Zhou, et al.             Expires August 5, 2013                 [Page 4]


Internet-Draft             RDAP RESTful search                  Feb 2013


   /search/?ns=ns.example.com

2.1.5.  Entity Search

   Syntax: /search/?entityID=<Entity Handle>

   This parameter represents an entity (such as a contact, registrant,
   or registrar) identifier.

   The example URL for searching entity handle such as CID0193 is
   defined below.

   /search/?entityID=CID0193

2.2.  Extended Search

   This seachable function defined in New gTLD Applicant Guide Book
   should offer partial or exact match capabilities on some fields, such
   as contact name, city, street, postal code etc..  So besides the
   basic search parameters, other extended search parameters are also
   specified.

   Syntax: /search/?keyword=<value>

   Followings are some search examples that this functionality that
   would support.

   1.  The "entityname" field represents the names of a specified
       contact, registrant or registrar.  This an example URL for the
       entity names search: /search/?entityname=James%20Blunt

   2.  The "street" parameter contains the entity's street address
       defined in RFC 5733 [RFC5733].  A street search example: /search/
       ?street=123%20Example%20Dr

   3.  The "city" parameter contains the entity's city defined in RFC
       5733 [RFC5733].  A city search example: /search/?city=Beijing

   4.  The "sp" parameter contains the entity's state or province
       defined in RFC 5733 [RFC5733].  A state or province search
       example: /search/?sp=VA

   5.  The "pc" parameter contains the entity's postal code defined in
       RFC 5733 [RFC5733].  A postal code search example: /search/
       ?pc=100190

   6.  The "cc" parameter contains the entity's country code defined in
       RFC 5733 [RFC5733].  A country code search example: /search/



Zhou, et al.             Expires August 5, 2013                 [Page 5]

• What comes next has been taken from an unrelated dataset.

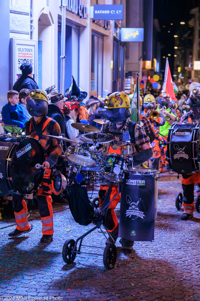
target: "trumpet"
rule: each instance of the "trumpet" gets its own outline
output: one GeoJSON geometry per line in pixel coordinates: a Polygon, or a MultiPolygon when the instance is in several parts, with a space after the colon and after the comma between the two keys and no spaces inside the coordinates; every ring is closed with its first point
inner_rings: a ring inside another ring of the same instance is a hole
{"type": "MultiPolygon", "coordinates": [[[[158,105],[157,105],[157,106],[158,105]]],[[[154,111],[152,111],[149,113],[149,118],[151,118],[152,120],[157,120],[159,118],[159,113],[158,112],[159,106],[159,104],[158,104],[158,105],[156,110],[154,111]]]]}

Internet-Draft             RDAP RESTful search                  Feb 2013


       ?cc=CN


3.  Boolean Search

   RIRs and DNRs shall offer Boolean search capabilities supporting, at
   least, the following logical operators to join a set of search
   criteria: AND, OR, NOT.

   Any fields described above can be combined together by the boolean
   criteria to be the search input parameters.  Partial-match and exact-
   match capabilities would also be offered by RIRs and DNRs. "*" is the
   replace mark for partial-match function. "&" mark represents AND, "+"
   mark means OR and "-" mark means that none of the input text is
   inlcuded in the response results.

   An example is given below searching for entity name called James ***
   or Tom ***, registered domain name is xyz.com and country code is not
   CN.

   /search/?entityname=James*+Tom*&domain=xyz.com&cc=-CN


4.  Search Response Format

   The search results will be returned in a JSON object, the format of
   which is discussed in the section 5 of
   draft-hollenbeck-weirds-rdap-search
   [I-D.hollenbeck-weirds-rdap-search].  Ordering and paging are taken
   into consideration in this document.  Three JSON objects, which are
   "page", "total" and "orderby" are defined as below.

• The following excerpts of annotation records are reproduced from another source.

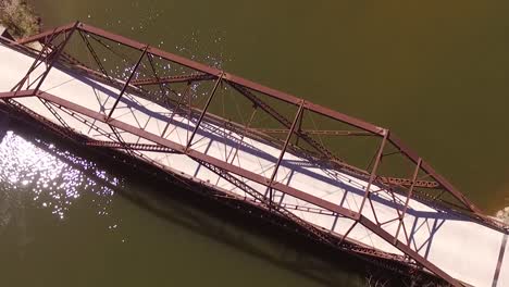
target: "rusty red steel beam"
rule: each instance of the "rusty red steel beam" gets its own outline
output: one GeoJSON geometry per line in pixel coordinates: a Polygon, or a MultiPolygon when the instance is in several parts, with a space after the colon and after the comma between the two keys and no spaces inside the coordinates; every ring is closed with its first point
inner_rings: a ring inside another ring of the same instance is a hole
{"type": "Polygon", "coordinates": [[[26,45],[26,43],[34,42],[34,41],[40,41],[41,39],[44,39],[44,38],[46,38],[48,36],[51,36],[52,34],[61,33],[61,32],[65,33],[65,32],[67,32],[70,29],[72,29],[75,24],[76,23],[73,22],[73,23],[70,23],[67,25],[57,27],[54,29],[48,29],[48,30],[42,32],[40,34],[34,35],[34,36],[30,36],[30,37],[27,37],[27,38],[20,39],[16,42],[18,45],[26,45]]]}
{"type": "Polygon", "coordinates": [[[64,35],[66,35],[65,39],[63,40],[63,42],[60,45],[60,47],[58,48],[57,52],[54,53],[54,55],[52,55],[51,58],[51,61],[50,63],[47,65],[46,67],[46,71],[45,73],[42,74],[42,77],[39,79],[39,82],[37,83],[37,86],[35,88],[36,91],[39,90],[40,86],[42,85],[42,83],[45,83],[45,79],[46,77],[48,76],[48,74],[50,73],[51,68],[53,67],[54,63],[59,60],[59,57],[60,54],[62,53],[63,49],[65,49],[65,46],[67,45],[69,40],[71,39],[71,37],[73,36],[74,32],[76,30],[76,28],[79,26],[79,21],[76,21],[76,23],[74,23],[74,25],[71,27],[71,29],[69,30],[69,35],[66,35],[64,32],[64,35]]]}
{"type": "Polygon", "coordinates": [[[175,76],[164,76],[164,77],[153,77],[153,78],[138,78],[131,82],[133,86],[148,86],[148,85],[159,85],[159,84],[173,84],[173,83],[189,83],[197,80],[209,80],[213,79],[214,76],[210,74],[189,74],[189,75],[175,75],[175,76]]]}
{"type": "MultiPolygon", "coordinates": [[[[370,192],[371,192],[371,185],[373,185],[373,182],[375,180],[376,178],[376,171],[378,169],[378,164],[380,162],[382,161],[382,154],[384,153],[384,148],[385,148],[385,144],[387,142],[387,136],[389,134],[389,130],[385,130],[385,134],[384,134],[384,137],[382,139],[382,142],[380,144],[380,147],[378,147],[378,151],[376,153],[376,160],[375,160],[375,163],[373,165],[373,169],[371,170],[371,174],[370,174],[370,178],[368,180],[368,185],[365,186],[365,192],[364,192],[364,196],[362,198],[362,202],[361,202],[361,205],[359,208],[359,214],[362,213],[362,209],[364,208],[364,203],[365,203],[365,200],[370,197],[370,192]]],[[[373,210],[373,214],[375,214],[374,210],[373,210]]],[[[375,215],[376,216],[376,215],[375,215]]]]}
{"type": "Polygon", "coordinates": [[[275,176],[277,175],[277,171],[280,170],[281,163],[283,162],[283,158],[285,157],[285,153],[286,153],[286,148],[288,148],[288,144],[291,139],[291,136],[294,135],[295,126],[297,125],[297,122],[299,121],[299,118],[301,118],[302,116],[303,104],[305,104],[305,101],[302,101],[302,103],[299,107],[299,110],[297,111],[297,114],[295,115],[295,120],[291,123],[291,126],[288,130],[288,135],[286,136],[285,144],[283,145],[283,148],[281,149],[280,157],[277,158],[277,162],[274,166],[274,170],[272,171],[271,179],[269,182],[269,202],[271,203],[272,203],[272,191],[273,191],[271,188],[271,185],[274,183],[275,176]]]}
{"type": "Polygon", "coordinates": [[[88,140],[85,142],[86,146],[90,147],[102,147],[102,148],[114,148],[114,149],[125,149],[125,150],[141,150],[141,151],[157,151],[165,153],[174,153],[172,149],[169,149],[161,145],[151,145],[151,144],[133,144],[133,142],[115,142],[115,141],[104,141],[104,140],[88,140]]]}
{"type": "MultiPolygon", "coordinates": [[[[203,111],[201,111],[200,117],[198,118],[198,123],[196,123],[195,129],[193,129],[193,134],[190,135],[189,139],[187,140],[186,149],[188,149],[193,145],[193,139],[195,138],[196,132],[198,132],[198,128],[200,127],[201,121],[203,121],[203,116],[207,113],[207,110],[209,109],[210,103],[212,102],[212,99],[214,98],[215,91],[218,90],[219,85],[221,84],[221,80],[223,79],[223,75],[221,74],[218,77],[218,80],[215,80],[214,87],[212,88],[209,98],[207,99],[207,103],[203,108],[203,111]]],[[[189,107],[190,109],[190,107],[189,107]]]]}
{"type": "MultiPolygon", "coordinates": [[[[53,95],[51,95],[49,92],[44,92],[44,91],[39,92],[37,95],[37,97],[46,99],[46,100],[48,100],[50,102],[53,102],[57,105],[64,107],[65,109],[72,110],[72,111],[74,111],[76,113],[80,113],[80,114],[83,114],[85,116],[88,116],[90,118],[94,118],[96,121],[99,121],[99,122],[109,124],[111,126],[114,126],[115,128],[122,129],[124,132],[131,133],[131,134],[139,136],[141,138],[145,138],[145,139],[150,140],[150,141],[152,141],[152,142],[154,142],[157,145],[164,146],[164,147],[166,147],[166,148],[169,148],[171,150],[174,150],[174,151],[176,151],[178,153],[186,154],[191,159],[208,162],[209,164],[215,165],[215,166],[218,166],[220,169],[223,169],[223,170],[225,170],[225,171],[227,171],[229,173],[239,175],[239,176],[241,176],[241,177],[244,177],[244,178],[246,178],[248,180],[252,180],[254,183],[258,183],[258,184],[261,184],[261,185],[264,185],[264,186],[268,185],[266,177],[264,177],[262,175],[256,174],[256,173],[253,173],[251,171],[247,171],[247,170],[244,170],[244,169],[241,169],[239,166],[236,166],[236,165],[229,164],[227,162],[221,161],[219,159],[215,159],[215,158],[210,157],[208,154],[204,154],[202,152],[199,152],[199,151],[196,151],[196,150],[193,150],[193,149],[188,149],[187,147],[185,147],[183,145],[173,142],[173,141],[167,140],[165,138],[161,138],[161,137],[159,137],[157,135],[148,133],[148,132],[146,132],[146,130],[144,130],[141,128],[134,127],[134,126],[128,125],[128,124],[126,124],[124,122],[121,122],[119,120],[110,118],[109,121],[107,121],[105,115],[103,115],[101,113],[89,110],[89,109],[84,108],[82,105],[78,105],[76,103],[70,102],[67,100],[64,100],[64,99],[59,98],[57,96],[53,96],[53,95]]],[[[306,105],[306,104],[303,104],[303,105],[306,105]]],[[[385,241],[392,244],[398,250],[400,250],[405,254],[409,255],[411,259],[413,259],[415,262],[418,262],[420,265],[427,269],[429,271],[431,271],[435,275],[439,276],[443,279],[445,279],[446,282],[448,282],[452,286],[458,286],[458,287],[462,286],[457,279],[452,278],[450,275],[448,275],[447,273],[442,271],[435,264],[427,261],[425,258],[420,255],[417,251],[412,250],[410,247],[408,247],[407,245],[402,244],[399,240],[394,240],[394,236],[388,234],[381,226],[376,225],[375,223],[370,221],[364,215],[359,214],[357,212],[353,212],[351,210],[345,209],[345,208],[343,208],[340,205],[337,205],[337,204],[335,204],[333,202],[330,202],[330,201],[326,201],[324,199],[318,198],[318,197],[312,196],[310,194],[303,192],[303,191],[298,190],[296,188],[293,188],[290,186],[277,183],[277,182],[272,183],[269,187],[281,190],[282,192],[284,192],[286,195],[289,195],[289,196],[295,197],[297,199],[307,201],[307,202],[309,202],[311,204],[314,204],[316,207],[326,209],[326,210],[332,211],[332,212],[336,212],[336,213],[338,213],[338,214],[340,214],[340,215],[343,215],[345,217],[358,221],[364,227],[367,227],[368,229],[370,229],[371,232],[373,232],[374,234],[376,234],[377,236],[383,238],[385,241]]]]}
{"type": "MultiPolygon", "coordinates": [[[[287,134],[287,128],[262,128],[252,127],[248,130],[260,132],[266,134],[287,134]]],[[[338,130],[338,129],[299,129],[299,132],[308,135],[325,135],[325,136],[373,136],[373,134],[365,130],[338,130]]]]}
{"type": "Polygon", "coordinates": [[[401,214],[398,216],[399,224],[398,224],[398,228],[396,229],[396,235],[394,236],[394,238],[396,238],[396,239],[398,238],[399,229],[401,229],[401,225],[405,224],[404,223],[404,217],[405,217],[405,214],[407,213],[408,203],[410,202],[410,198],[412,197],[413,188],[415,187],[415,182],[417,182],[417,177],[419,175],[419,170],[421,170],[421,163],[422,163],[422,159],[419,158],[418,163],[415,164],[415,170],[413,171],[412,184],[410,185],[410,188],[409,188],[408,195],[407,195],[407,199],[405,200],[405,208],[404,208],[401,214]]]}
{"type": "Polygon", "coordinates": [[[25,98],[25,97],[32,97],[34,95],[35,95],[34,89],[20,90],[20,91],[2,91],[0,92],[0,99],[25,98]]]}
{"type": "MultiPolygon", "coordinates": [[[[107,32],[107,30],[101,29],[101,28],[90,26],[90,25],[87,25],[87,24],[83,24],[79,28],[82,30],[84,30],[84,32],[91,33],[91,34],[95,34],[97,36],[108,38],[110,40],[123,43],[123,45],[128,46],[128,47],[134,48],[134,49],[141,50],[145,46],[147,46],[147,45],[138,42],[136,40],[133,40],[133,39],[123,37],[121,35],[116,35],[116,34],[107,32]]],[[[258,83],[245,79],[243,77],[239,77],[239,76],[236,76],[236,75],[233,75],[233,74],[229,74],[229,73],[225,73],[224,71],[221,71],[219,68],[211,67],[211,66],[195,62],[195,61],[189,60],[187,58],[176,55],[174,53],[170,53],[170,52],[160,50],[160,49],[154,48],[154,47],[149,47],[148,52],[151,53],[151,54],[161,57],[161,58],[163,58],[165,60],[178,63],[181,65],[194,68],[194,70],[202,72],[202,73],[207,73],[207,74],[210,74],[210,75],[213,75],[213,76],[219,76],[221,74],[224,74],[223,78],[226,82],[232,82],[234,84],[237,84],[237,85],[244,86],[246,88],[249,88],[251,90],[254,90],[254,91],[271,96],[273,98],[285,101],[287,103],[291,103],[294,105],[298,105],[300,103],[300,101],[302,100],[302,99],[297,98],[297,97],[295,97],[293,95],[289,95],[289,93],[286,93],[286,92],[283,92],[283,91],[280,91],[280,90],[273,89],[273,88],[269,88],[269,87],[260,85],[258,83]]],[[[373,134],[383,136],[384,128],[375,126],[375,125],[373,125],[371,123],[368,123],[368,122],[364,122],[362,120],[359,120],[359,118],[343,114],[340,112],[337,112],[337,111],[334,111],[334,110],[331,110],[328,108],[325,108],[325,107],[322,107],[322,105],[319,105],[319,104],[315,104],[315,103],[311,103],[311,102],[307,102],[305,108],[307,110],[316,112],[319,114],[328,116],[331,118],[338,120],[338,121],[351,124],[351,125],[353,125],[356,127],[359,127],[361,129],[364,129],[364,130],[371,132],[373,134]]]]}
{"type": "MultiPolygon", "coordinates": [[[[413,163],[418,163],[420,157],[412,150],[410,150],[398,137],[390,134],[388,137],[388,141],[392,142],[395,147],[397,147],[405,155],[407,155],[413,163]]],[[[475,207],[473,202],[471,202],[465,196],[463,196],[452,184],[450,184],[447,179],[445,179],[442,175],[439,175],[427,162],[421,160],[421,169],[432,176],[440,186],[445,188],[449,194],[451,194],[456,199],[458,199],[461,203],[463,203],[467,208],[469,208],[475,215],[480,216],[481,219],[486,219],[483,215],[482,211],[475,207]]]]}
{"type": "MultiPolygon", "coordinates": [[[[62,26],[62,27],[58,28],[57,30],[67,29],[67,28],[70,28],[70,25],[62,26]]],[[[72,25],[71,25],[71,27],[72,27],[72,25]]],[[[138,49],[138,50],[142,50],[145,47],[147,47],[147,45],[145,45],[145,43],[140,43],[140,42],[136,41],[136,40],[132,40],[132,39],[128,39],[126,37],[123,37],[123,36],[120,36],[120,35],[116,35],[116,34],[113,34],[113,33],[110,33],[110,32],[107,32],[107,30],[103,30],[103,29],[100,29],[100,28],[97,28],[97,27],[94,27],[94,26],[90,26],[90,25],[87,25],[87,24],[80,24],[78,28],[80,30],[86,32],[86,33],[90,33],[90,34],[94,34],[94,35],[97,35],[97,36],[100,36],[100,37],[104,37],[104,38],[108,38],[110,40],[116,41],[119,43],[122,43],[122,45],[125,45],[125,46],[128,46],[128,47],[132,47],[132,48],[135,48],[135,49],[138,49]]],[[[45,38],[48,35],[51,35],[51,33],[53,33],[53,32],[52,30],[45,32],[45,33],[36,35],[34,37],[21,40],[20,42],[25,43],[25,42],[34,41],[34,40],[37,40],[37,39],[41,39],[41,38],[45,38]]],[[[273,97],[275,99],[285,101],[287,103],[291,103],[291,104],[297,105],[301,100],[301,99],[299,99],[299,98],[297,98],[295,96],[291,96],[289,93],[265,87],[263,85],[253,83],[251,80],[235,76],[233,74],[225,73],[225,72],[220,71],[220,70],[218,70],[215,67],[211,67],[211,66],[195,62],[195,61],[186,59],[184,57],[179,57],[179,55],[176,55],[176,54],[173,54],[173,53],[170,53],[170,52],[165,52],[165,51],[162,51],[162,50],[153,48],[153,47],[148,47],[147,50],[148,50],[149,53],[151,53],[153,55],[161,57],[161,58],[163,58],[165,60],[178,63],[181,65],[194,68],[194,70],[202,72],[202,73],[207,73],[207,74],[210,74],[210,75],[213,75],[213,76],[219,76],[219,75],[223,74],[225,82],[231,82],[231,83],[240,85],[240,86],[246,87],[246,88],[248,88],[250,90],[254,90],[254,91],[271,96],[271,97],[273,97]]],[[[343,114],[340,112],[337,112],[337,111],[334,111],[334,110],[331,110],[331,109],[327,109],[325,107],[314,104],[314,103],[311,103],[311,102],[307,102],[305,108],[307,110],[309,110],[309,111],[312,111],[312,112],[328,116],[328,117],[337,120],[339,122],[347,123],[349,125],[356,126],[356,127],[361,128],[363,130],[373,133],[374,135],[377,135],[377,136],[383,136],[383,133],[385,130],[384,128],[378,127],[376,125],[373,125],[371,123],[364,122],[362,120],[359,120],[359,118],[343,114]]],[[[399,140],[397,140],[394,136],[389,139],[389,141],[393,145],[395,145],[396,147],[398,147],[401,151],[404,151],[404,153],[407,157],[409,157],[412,161],[414,161],[414,162],[417,161],[417,158],[411,155],[411,154],[414,154],[414,152],[412,152],[411,150],[409,150],[408,148],[402,146],[402,144],[399,140]]],[[[434,179],[436,179],[438,182],[438,184],[440,184],[446,190],[448,190],[455,198],[457,198],[470,211],[472,211],[477,216],[483,217],[483,215],[481,213],[481,210],[479,208],[476,208],[471,201],[469,201],[463,195],[461,195],[450,183],[448,183],[444,177],[442,177],[439,174],[437,174],[425,162],[423,162],[423,170],[426,171],[427,173],[430,173],[430,175],[432,175],[432,177],[434,179]]]]}
{"type": "Polygon", "coordinates": [[[120,92],[119,96],[116,97],[116,100],[115,100],[115,102],[113,103],[113,107],[111,108],[110,113],[108,114],[108,118],[110,118],[110,117],[113,115],[113,112],[115,111],[116,105],[119,104],[120,100],[122,99],[122,96],[124,96],[125,90],[126,90],[127,87],[129,86],[129,82],[133,79],[134,75],[136,74],[136,70],[138,70],[139,64],[140,64],[141,61],[144,60],[144,57],[145,57],[145,54],[147,53],[147,49],[148,49],[148,46],[145,47],[144,51],[142,51],[141,54],[139,55],[138,61],[136,62],[135,66],[133,67],[133,71],[131,71],[131,74],[129,74],[127,80],[124,83],[124,86],[122,87],[121,92],[120,92]]]}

   The server could specifiy the number of display results per page
   according to different registries' requirements.  The search response
   will include the page number and total page number information in the
   results. "orderby" is the field using for ordering all the results.















Zhou, et al.             Expires August 5, 2013                 [Page 6]


Internet-Draft             RDAP RESTful search                  Feb 2013


           {
             "results" :
             [
               {
                 "handle" : "1-XXXX",
                 "name" : "1.example.com",
                 "objectClass" : "domain",
                 ...
                 "page" : "1",
                 "total" : "10",
                 "orderby" : "domain"
               },
               {
                 "handle" : "2-XXXX",
                 "name" : "2.example.com",
                 "objectClass" : "domain",
                 ...
                 "page" : "1",
                 "total" : "10",
                 "orderby" : "domain"
               }
             ]
           }


   This response format is a preliminary design for future disscussion.
   If the idea is adopted by the working group, the search URI including
   paging and ordering information should also be specified, such as
   /search/?domain=example.com&page=1&orderby=domain.


5.  IANA Considerations

   This document does not specify any IANA actions.


6.  Security considerations

   The service shall include appropriate precautions to avoid abuse of
   this feature.

   A registrar or registrant may only login the searchable Whois system
   using their own ID and password, and may only search information
   related to their own domain names.

   If a registrar, registrant or a third-party user wants to search
   others' information, they need to explain the reasonable purposes,
   commit to protect privacy and security, and sign an agreement at



Zhou, et al.             Expires August 5, 2013                 [Page 7]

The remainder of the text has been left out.